Roger Rightwing beschäftigte sich mit sich selbst. Das hiess: Er las den Eintrag über sich auf Wikipedia.
Ödeli hatte keinen Eintrag auf Wikipedia. Ödeli war niemand und deshalb schrieb auch niemand Blödsinn über ihn hinein. Roger Rightwing hingegen korrigierte die Angaben zu seiner Person regelmässig. Zuerst machte er die Boshaftigkeiten rückgängig. Dann schrieb er alle seine eigenen Einträge um, die ihm nicht mehr passend schienen. Roger Rightwing ging mit der Zeit.
Rogers Kopf war jetzt abgetaucht, Ödeli sah ihn nicht mehr, doch nach etwa fünf Minuten lugte der Kopf neben dem Bildschirm hervor.
Ödeli hörte einen Singsang: “Ich sehe dich, du siehst mich nicht! Ich sehe dich, du siehst mich nicht!”
Ödeli duckte sich bei jedem Wort.
“Komm er her, Bänz. Er soll mir helfen.”
“Oh, das würde ich niemals wagen. Mit meiner schlechten Schreibe.”
“Du sollst mir nur zusehen. Du kannst dabei lernen, wie man einen Text redigiert. Siehst du, in meinem Wikipedia-Eintrag steht: ‚Aufgewachsen in Baar…‘, ich mache daraus: ‚Mit zwei Jahren erster Auslandaufenthalt in Paris’. Ist doch wurscht, wo ich aufgewachsen bin.
Ödeli schwitzte. Seine Stimme verriet Unsicherheit.
“Darf man das?”
“Freilich! Es ist aufwändig nachzuweisen, dass ich die Einträge selbst gemacht habe.
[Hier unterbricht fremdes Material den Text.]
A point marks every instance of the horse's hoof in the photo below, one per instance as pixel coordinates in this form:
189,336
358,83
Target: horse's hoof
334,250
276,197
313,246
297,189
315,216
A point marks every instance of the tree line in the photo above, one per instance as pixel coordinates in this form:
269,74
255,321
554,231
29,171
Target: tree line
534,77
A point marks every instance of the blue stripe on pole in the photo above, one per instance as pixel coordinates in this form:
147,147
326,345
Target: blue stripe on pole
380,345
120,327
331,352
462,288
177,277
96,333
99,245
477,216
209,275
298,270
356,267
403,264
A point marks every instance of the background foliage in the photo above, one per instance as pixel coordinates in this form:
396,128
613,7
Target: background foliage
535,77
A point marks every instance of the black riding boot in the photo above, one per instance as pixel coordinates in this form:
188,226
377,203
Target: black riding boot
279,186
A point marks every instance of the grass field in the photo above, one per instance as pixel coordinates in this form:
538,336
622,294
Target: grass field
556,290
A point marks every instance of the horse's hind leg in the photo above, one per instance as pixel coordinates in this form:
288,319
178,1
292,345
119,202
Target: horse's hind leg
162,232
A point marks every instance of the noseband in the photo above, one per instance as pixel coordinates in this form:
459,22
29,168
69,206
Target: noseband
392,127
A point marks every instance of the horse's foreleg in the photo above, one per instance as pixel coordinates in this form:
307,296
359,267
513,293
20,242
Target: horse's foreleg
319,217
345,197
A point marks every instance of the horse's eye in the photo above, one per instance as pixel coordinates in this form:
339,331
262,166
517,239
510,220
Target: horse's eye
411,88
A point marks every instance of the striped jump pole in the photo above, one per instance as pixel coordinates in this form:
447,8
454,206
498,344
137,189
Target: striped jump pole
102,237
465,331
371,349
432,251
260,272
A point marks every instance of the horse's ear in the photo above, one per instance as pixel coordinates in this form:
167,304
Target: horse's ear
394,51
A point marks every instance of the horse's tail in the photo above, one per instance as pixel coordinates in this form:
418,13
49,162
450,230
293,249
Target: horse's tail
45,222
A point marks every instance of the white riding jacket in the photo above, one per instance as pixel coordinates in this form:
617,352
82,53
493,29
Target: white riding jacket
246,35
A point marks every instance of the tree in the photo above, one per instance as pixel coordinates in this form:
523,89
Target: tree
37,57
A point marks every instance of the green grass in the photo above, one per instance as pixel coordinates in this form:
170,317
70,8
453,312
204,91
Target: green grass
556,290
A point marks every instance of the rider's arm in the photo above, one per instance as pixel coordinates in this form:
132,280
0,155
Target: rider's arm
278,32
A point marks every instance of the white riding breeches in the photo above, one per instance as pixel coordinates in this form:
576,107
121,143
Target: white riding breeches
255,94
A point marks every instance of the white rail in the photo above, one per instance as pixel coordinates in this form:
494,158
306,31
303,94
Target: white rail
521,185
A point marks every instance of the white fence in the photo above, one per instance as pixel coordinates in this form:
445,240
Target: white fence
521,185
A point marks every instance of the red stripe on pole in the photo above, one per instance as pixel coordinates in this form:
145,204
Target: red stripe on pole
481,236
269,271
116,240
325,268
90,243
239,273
Was mich am meisten stört, ist dieses ‚rechtsgerichtete politische Position’, auch ‚rechtsliberal’ gefällt mir nicht. Jetzt schau mal, ich schreibe da hinein, hm, ich schreibe: ‚ultranationalistisch’.”
Ödeli schwitzte. Sein Atem war warm. War das ein Test?
“Ultranationalistisch?”
“Ja, das ist lustig. Ich könnte auch hineinschreiben, dass ich Bon Jovi, Rosa Luxemburg oder Doktor Goebbels verehre. Würde dir das nicht gefallen, Bänz? Du kannst dann am Abend wie immer die neue Version meines Eintrags ausdrucken und in die zweitoberste Schublade deines Schreibtischs ablegen.”
Ödeli schwitze. Sein warmer Atem stockte. Wie konnte Rightwing das wissen?
“Ja, Bänz, das tust du nämlich. Du vergleichst alle meine Wikipedia-Fassungen. Du denkst: Vielleicht nützt es mir einmal. Oder es rettet meinen Arsch. Du musst nur beweisen, dass ich die Änderungen gemacht habe. Aber das ist nicht so einfach.”
Ödeli schwitzte. Er sah aus, als sei er samt Kleidern in ein Dampfbad gestiegen.
Es war ein Test. Vielleicht der letzte Test.
Jetzt war es da, das Roger-Rightwing-Augenfunkeln. Es war herablassend und schadenfreudig. Wenn Rightwing so dreinsah, war Stufe 7 auf der Redaktionsunheilskala.
Ödeli tropfte.
“Siehst du, Bänz, dass hinter dem Wikipedia-Fenster ein weiteres herausschaut? Nur drei Millimeter. Nimm die Maus und klick das Wikipedia-Fenster weg, aber überschwemm mein Pult dabei nicht.”
Ödelis zitternde Finger griffen nach der Maus, der Cursor lag über dem x, Ödeli klickte. Er dachte an das Geräusch der Guillotine, wenn sie in den obersten Halswirbel kracht.
“Was siehst du jetzt?”
Ödelis Mund stiess feuchte Wölklein aus.
“Ein Entlassungsschreiben.”
Roger Rightwing schüttelte den Kopf.
“Mein Entlassungsschreiben?”
“Genau. Aber schau mal, was ich jetzt tue? Ich klicke es weg. Du bist noch einmal davongekommen, Bänz. Das passiert, wenn man mich ausspioniert. Merk er sich das.”
Rightwing stand auf und entfernte sich mit einem tiefen Grunzen. Auf dem Weg zum Kaffeeautomaten trällerte er: “Ich sehe dich, du siehst mich nicht. Ich sehe dich, so siehst mich nicht.”
Ödeli sank in sich zusammen. Er seufzte: “Allmächtiger!” Es war nicht klar, wen er damit meinte.